The suit, which seeks not money but a court ruling declaring the state’s relationship with the fossil fuel industry to be unconstitutional, points out: “Children are uniquely vulnerable to the consequences of the climate crisis, which harms Youth Plaintiffs’ physical and psychological health and safety, interferes with family and cultural foundations and integrity, and causes economic deprivations.”

The big news is that the case, which was filed nearly two years ago, will actually go to trial. The trial date has been set for February 2023.

Wow, a year from now. This hardly seems like “breaking” news and more like “maybe, someday” news, but it is nonetheless the first children’s climate trial in U.S. history, and presumably not the last.
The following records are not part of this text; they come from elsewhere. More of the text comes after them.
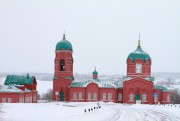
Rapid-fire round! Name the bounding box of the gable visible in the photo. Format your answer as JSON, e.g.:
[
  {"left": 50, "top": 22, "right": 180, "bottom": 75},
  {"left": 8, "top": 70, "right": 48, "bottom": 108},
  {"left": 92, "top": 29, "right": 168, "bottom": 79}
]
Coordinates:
[
  {"left": 4, "top": 75, "right": 35, "bottom": 85},
  {"left": 123, "top": 77, "right": 153, "bottom": 88}
]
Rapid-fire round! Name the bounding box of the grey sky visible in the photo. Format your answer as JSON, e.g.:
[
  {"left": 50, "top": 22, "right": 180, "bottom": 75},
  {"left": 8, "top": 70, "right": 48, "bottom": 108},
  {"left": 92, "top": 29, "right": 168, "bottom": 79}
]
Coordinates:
[{"left": 0, "top": 0, "right": 180, "bottom": 74}]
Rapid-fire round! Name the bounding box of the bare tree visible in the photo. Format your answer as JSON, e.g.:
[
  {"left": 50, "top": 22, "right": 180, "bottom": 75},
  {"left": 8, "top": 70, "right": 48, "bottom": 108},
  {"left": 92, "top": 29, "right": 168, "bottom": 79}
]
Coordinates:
[{"left": 172, "top": 89, "right": 180, "bottom": 104}]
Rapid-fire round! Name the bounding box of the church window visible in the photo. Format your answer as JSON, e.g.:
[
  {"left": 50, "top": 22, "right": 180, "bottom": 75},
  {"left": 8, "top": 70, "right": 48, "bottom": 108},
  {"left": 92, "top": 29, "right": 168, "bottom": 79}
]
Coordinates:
[
  {"left": 73, "top": 92, "right": 77, "bottom": 99},
  {"left": 108, "top": 93, "right": 112, "bottom": 101},
  {"left": 129, "top": 93, "right": 134, "bottom": 102},
  {"left": 103, "top": 93, "right": 106, "bottom": 100},
  {"left": 88, "top": 92, "right": 91, "bottom": 100},
  {"left": 2, "top": 98, "right": 6, "bottom": 103},
  {"left": 118, "top": 93, "right": 122, "bottom": 101},
  {"left": 8, "top": 98, "right": 12, "bottom": 103},
  {"left": 60, "top": 60, "right": 65, "bottom": 71},
  {"left": 79, "top": 92, "right": 82, "bottom": 99},
  {"left": 142, "top": 94, "right": 146, "bottom": 102},
  {"left": 93, "top": 93, "right": 97, "bottom": 100},
  {"left": 167, "top": 94, "right": 170, "bottom": 102},
  {"left": 136, "top": 63, "right": 142, "bottom": 73},
  {"left": 154, "top": 96, "right": 158, "bottom": 102}
]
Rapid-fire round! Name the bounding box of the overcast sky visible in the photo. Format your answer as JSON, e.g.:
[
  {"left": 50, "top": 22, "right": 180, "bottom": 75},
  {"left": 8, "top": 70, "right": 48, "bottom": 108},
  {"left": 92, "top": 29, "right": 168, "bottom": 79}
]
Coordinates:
[{"left": 0, "top": 0, "right": 180, "bottom": 74}]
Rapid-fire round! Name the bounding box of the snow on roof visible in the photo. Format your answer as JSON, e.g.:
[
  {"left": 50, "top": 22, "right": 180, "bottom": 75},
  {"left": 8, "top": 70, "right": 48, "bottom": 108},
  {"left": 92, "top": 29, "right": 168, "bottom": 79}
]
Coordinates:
[
  {"left": 0, "top": 85, "right": 32, "bottom": 93},
  {"left": 0, "top": 85, "right": 24, "bottom": 92},
  {"left": 71, "top": 79, "right": 122, "bottom": 88}
]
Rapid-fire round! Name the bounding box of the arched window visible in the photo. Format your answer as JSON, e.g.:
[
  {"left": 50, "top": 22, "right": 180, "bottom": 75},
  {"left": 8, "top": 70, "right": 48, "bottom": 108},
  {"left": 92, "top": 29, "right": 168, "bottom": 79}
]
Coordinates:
[
  {"left": 79, "top": 92, "right": 82, "bottom": 99},
  {"left": 118, "top": 93, "right": 122, "bottom": 101},
  {"left": 60, "top": 60, "right": 65, "bottom": 71},
  {"left": 108, "top": 93, "right": 112, "bottom": 101},
  {"left": 129, "top": 93, "right": 134, "bottom": 102},
  {"left": 167, "top": 94, "right": 170, "bottom": 102},
  {"left": 73, "top": 92, "right": 77, "bottom": 99},
  {"left": 136, "top": 63, "right": 142, "bottom": 73},
  {"left": 93, "top": 93, "right": 97, "bottom": 100},
  {"left": 88, "top": 92, "right": 91, "bottom": 100},
  {"left": 103, "top": 93, "right": 106, "bottom": 101},
  {"left": 142, "top": 94, "right": 146, "bottom": 102}
]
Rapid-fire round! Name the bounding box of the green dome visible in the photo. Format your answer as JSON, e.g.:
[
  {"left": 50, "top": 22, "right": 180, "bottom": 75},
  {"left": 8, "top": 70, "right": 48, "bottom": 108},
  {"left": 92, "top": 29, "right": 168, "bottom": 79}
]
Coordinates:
[
  {"left": 127, "top": 44, "right": 151, "bottom": 62},
  {"left": 56, "top": 34, "right": 73, "bottom": 51}
]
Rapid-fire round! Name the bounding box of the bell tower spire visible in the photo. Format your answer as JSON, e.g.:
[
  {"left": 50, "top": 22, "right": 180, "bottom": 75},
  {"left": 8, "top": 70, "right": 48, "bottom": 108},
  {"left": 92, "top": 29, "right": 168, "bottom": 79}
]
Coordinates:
[{"left": 138, "top": 33, "right": 141, "bottom": 47}]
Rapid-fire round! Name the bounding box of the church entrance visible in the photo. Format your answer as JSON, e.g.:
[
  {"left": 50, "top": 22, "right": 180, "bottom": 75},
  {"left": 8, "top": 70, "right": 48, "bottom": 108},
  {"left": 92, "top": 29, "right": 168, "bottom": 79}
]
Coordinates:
[
  {"left": 136, "top": 93, "right": 141, "bottom": 104},
  {"left": 136, "top": 93, "right": 140, "bottom": 100},
  {"left": 60, "top": 92, "right": 64, "bottom": 101}
]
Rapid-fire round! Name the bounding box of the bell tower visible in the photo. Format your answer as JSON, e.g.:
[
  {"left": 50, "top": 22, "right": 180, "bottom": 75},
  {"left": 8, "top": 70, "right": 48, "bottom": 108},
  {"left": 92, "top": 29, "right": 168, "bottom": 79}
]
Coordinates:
[
  {"left": 127, "top": 35, "right": 151, "bottom": 77},
  {"left": 53, "top": 34, "right": 74, "bottom": 101}
]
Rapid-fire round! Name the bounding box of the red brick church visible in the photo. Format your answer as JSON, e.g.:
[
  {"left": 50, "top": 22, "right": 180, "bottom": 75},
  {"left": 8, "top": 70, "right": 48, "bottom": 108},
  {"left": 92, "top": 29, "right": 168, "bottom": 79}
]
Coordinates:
[{"left": 53, "top": 34, "right": 171, "bottom": 104}]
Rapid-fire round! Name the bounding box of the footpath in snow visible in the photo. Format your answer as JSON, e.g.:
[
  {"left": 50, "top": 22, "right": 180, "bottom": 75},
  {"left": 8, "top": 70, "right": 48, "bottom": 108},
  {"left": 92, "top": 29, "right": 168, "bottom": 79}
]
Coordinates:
[{"left": 0, "top": 102, "right": 180, "bottom": 121}]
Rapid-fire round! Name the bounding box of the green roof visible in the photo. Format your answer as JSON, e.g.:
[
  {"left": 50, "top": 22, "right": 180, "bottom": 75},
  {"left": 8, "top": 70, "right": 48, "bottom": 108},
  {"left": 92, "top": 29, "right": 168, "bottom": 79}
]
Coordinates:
[
  {"left": 56, "top": 34, "right": 73, "bottom": 51},
  {"left": 127, "top": 45, "right": 151, "bottom": 62},
  {"left": 4, "top": 75, "right": 35, "bottom": 85},
  {"left": 71, "top": 79, "right": 117, "bottom": 88}
]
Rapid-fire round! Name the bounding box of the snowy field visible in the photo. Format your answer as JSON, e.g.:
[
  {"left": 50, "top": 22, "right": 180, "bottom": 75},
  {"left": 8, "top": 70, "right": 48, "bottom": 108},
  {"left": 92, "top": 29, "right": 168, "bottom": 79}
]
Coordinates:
[
  {"left": 0, "top": 78, "right": 53, "bottom": 95},
  {"left": 0, "top": 102, "right": 180, "bottom": 121}
]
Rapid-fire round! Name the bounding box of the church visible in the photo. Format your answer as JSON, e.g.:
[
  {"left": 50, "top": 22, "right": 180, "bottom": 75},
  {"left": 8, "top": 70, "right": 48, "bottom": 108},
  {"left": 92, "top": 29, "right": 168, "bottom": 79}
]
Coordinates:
[{"left": 53, "top": 34, "right": 171, "bottom": 104}]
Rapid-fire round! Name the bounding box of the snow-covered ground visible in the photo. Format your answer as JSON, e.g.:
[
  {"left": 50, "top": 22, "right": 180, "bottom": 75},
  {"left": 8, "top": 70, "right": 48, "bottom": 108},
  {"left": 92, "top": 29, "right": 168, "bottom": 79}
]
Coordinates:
[{"left": 1, "top": 102, "right": 180, "bottom": 121}]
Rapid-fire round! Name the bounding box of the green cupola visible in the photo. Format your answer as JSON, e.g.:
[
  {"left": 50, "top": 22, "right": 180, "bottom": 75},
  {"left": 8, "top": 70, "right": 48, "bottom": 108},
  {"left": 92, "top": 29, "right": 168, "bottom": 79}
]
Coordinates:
[
  {"left": 93, "top": 67, "right": 98, "bottom": 79},
  {"left": 93, "top": 67, "right": 98, "bottom": 75},
  {"left": 127, "top": 39, "right": 151, "bottom": 62},
  {"left": 56, "top": 34, "right": 73, "bottom": 51}
]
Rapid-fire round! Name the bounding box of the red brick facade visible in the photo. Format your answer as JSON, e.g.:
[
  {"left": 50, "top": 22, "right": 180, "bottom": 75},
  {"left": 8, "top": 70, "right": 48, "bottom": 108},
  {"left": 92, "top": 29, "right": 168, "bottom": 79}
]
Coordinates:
[{"left": 53, "top": 35, "right": 171, "bottom": 104}]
Perhaps it seems like an infinitesimally small moment in the endless struggle to create a climate-aware, trans-national, border-free planet — one world! — but the change we are seeking will not be something that happens dramatically. This is about love, not drama. This is about growing up.

Thus the court systems, in countries all across the planet, are being forced to rethink the meaning and reach of “law” itself, which at best is a frequently flawed and inadequate human construct, the enforcement of which may or may not maintain an orderly world. Often enough, it makes matters worse. Nonetheless, the world’s court systems represent a collective moral construction project. Environmentalists everywhere are certainly right to assert themselves and participate in it, regardless of outcome.

Consider, for instance, the odd outcome of the first lawsuit in the world that used the Rights of Nature provision, as the Columbia Climate School website explains. This was in Ecuador, in 2011. The Global Alliance for Rights of Nature filed suit against a construction company in the process of building a road across the Vilcabamba River and dumping rubble into the river. Who cares? It’s just a river.

But the plaintiffs won the suit; the company presumably was ordered to stop trashing the river. However, the company had another card to play. It ignored the ruling and continued dumping rubble. And the plaintiffs had no money left to file a second suit. The raw wound was left untreated.

But other suits over the years have had success and have chipped away at the impunity of corporations and wealthy business owners to do what they want and must to make money on a dead planet.

Obviously change comes slowly, especially when so much of the moneyed, consuming world remains ignorant of the Condor. But a shift is nonetheless occurring. I hear her wings flapping.